By Sean Semmens, Dart Sails


Medium Winds
Impalas are very difficult to beat on IRC handicap in 10-20 knots of wind. They hold their own downwind and are very fast upwind and especially good at pointing.

Your Genoa needs to be flat and the rig set up correctly to point high. The Genoa should be sheeted in hard against the shrouds again with little halyard. Unless overpowered the backstay should be off, outhaul tight, traveller around the middle of the track, the mainsheet pulled in until the top tell-tale starts to stall (flip to leeward) and the slack taken out of the vang.

Use your No 1 Genoa unless completely over pressed but easy for a sail maker to say as the sail will not last very long used in this manner but it will be fast By now your Impala will fly upwind.

Fetching you should ease the outhaul and sheet the Genoa onto the outside track. If over pressed fetching with the No 1 Genoa or large waves and over pressed up wind, change to the No 2 Genoa.

Opinions are divided about No.2 Genoas. They have a very narrow wind range. I believe a No.2 Genoa is the sail to use at around 17 knots to about 21 knots.
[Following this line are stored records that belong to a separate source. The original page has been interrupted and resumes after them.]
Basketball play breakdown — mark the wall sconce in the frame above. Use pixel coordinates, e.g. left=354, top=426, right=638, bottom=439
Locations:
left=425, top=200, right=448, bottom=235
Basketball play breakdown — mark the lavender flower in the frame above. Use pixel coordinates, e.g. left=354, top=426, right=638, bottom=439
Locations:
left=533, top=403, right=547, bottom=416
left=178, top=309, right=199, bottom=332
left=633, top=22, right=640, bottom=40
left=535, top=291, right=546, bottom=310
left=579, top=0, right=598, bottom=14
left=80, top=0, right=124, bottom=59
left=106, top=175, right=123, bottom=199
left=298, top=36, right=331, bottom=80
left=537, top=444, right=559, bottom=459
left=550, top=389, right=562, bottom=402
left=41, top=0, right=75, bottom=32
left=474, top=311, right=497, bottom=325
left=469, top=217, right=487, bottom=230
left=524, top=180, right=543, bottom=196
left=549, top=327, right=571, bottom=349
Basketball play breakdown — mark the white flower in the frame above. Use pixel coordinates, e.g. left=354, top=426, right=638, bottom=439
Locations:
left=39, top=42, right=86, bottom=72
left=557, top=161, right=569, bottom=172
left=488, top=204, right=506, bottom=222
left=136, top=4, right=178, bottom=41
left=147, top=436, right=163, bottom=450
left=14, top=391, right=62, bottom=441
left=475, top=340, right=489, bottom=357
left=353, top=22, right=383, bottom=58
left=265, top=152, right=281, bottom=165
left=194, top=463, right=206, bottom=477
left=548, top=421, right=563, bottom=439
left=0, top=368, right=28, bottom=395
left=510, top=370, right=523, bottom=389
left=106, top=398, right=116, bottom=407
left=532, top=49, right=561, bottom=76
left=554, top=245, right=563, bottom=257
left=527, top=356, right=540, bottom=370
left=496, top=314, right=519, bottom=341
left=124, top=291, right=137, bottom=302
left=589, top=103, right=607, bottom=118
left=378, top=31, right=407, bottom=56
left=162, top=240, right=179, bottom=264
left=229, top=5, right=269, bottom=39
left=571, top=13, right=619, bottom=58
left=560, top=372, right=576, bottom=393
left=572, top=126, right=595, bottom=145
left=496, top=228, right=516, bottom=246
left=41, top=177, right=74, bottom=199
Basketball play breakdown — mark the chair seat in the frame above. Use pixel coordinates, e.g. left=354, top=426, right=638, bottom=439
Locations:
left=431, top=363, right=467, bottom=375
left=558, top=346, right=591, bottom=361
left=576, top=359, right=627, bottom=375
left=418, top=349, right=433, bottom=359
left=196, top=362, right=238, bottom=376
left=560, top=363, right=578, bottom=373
The pointing angle is not quite as good, but compared to a No.1 you get less leeway so the outcome is very similar. The big gain with a No.2 is that the boat accelerates far quicker out of the tacks so around a race course it is usually faster. The No.2 is also surprisingly fast on a close reach, it sets very well opening the slot when sheeted on the outside track so is an excellent fetching sail. It is also far easier to steer to in waves than struggling over pressed with a No.1. The problem with the No.1 is that pointing is easy but bearing away to get speed is not easy so bearing away slightly to steer up the wave face or to duck a boat requires easing of sails but the No.2 is far more forgiving.

Other crews do not bother with a No.2 at all and change straight to No.3. This works well sailing in flat water and if you have a fairly heavy crew hiking on the side-deck. The No.3 is an efficient pointing machine and when in the grove is very efficient upwind. In this mode try changing down to the No.3 from the No.1 at around 20knots.

Hiking hard on the rail is an absolute must. Think of a kids see-saw in the park, sit right on the end 2 kids have a greater effect than Mum or Dad sat near the middle. The Impala is not very beamy and the distance from the toerail to the centreline is not great. If the crew sit with their knees on the rail instead of the absolute back side then the centre of effort of their weight is roughly 1/3 of the way off the rail. In other words 1/3 back along the see saw, losing 1/3 of the boats righting moment loosing essential sail holding capability. The sad fact is once about 12kts of wind the crew must hike and it must hurt, nothing else is good enough! The success full crews will have no mainsheet trimmer (done by the helmsman) and the headsail is let off and pulled in by the same person in the tacks to maximise weight on the rail.

Downwind you can sail almost straight downwind with the pole squared well back and set the pole higher than you expect, this will open the leeches, maximising the projected area.

Again crew weight forward is fast, but more aft when reaching to increase control on the helm.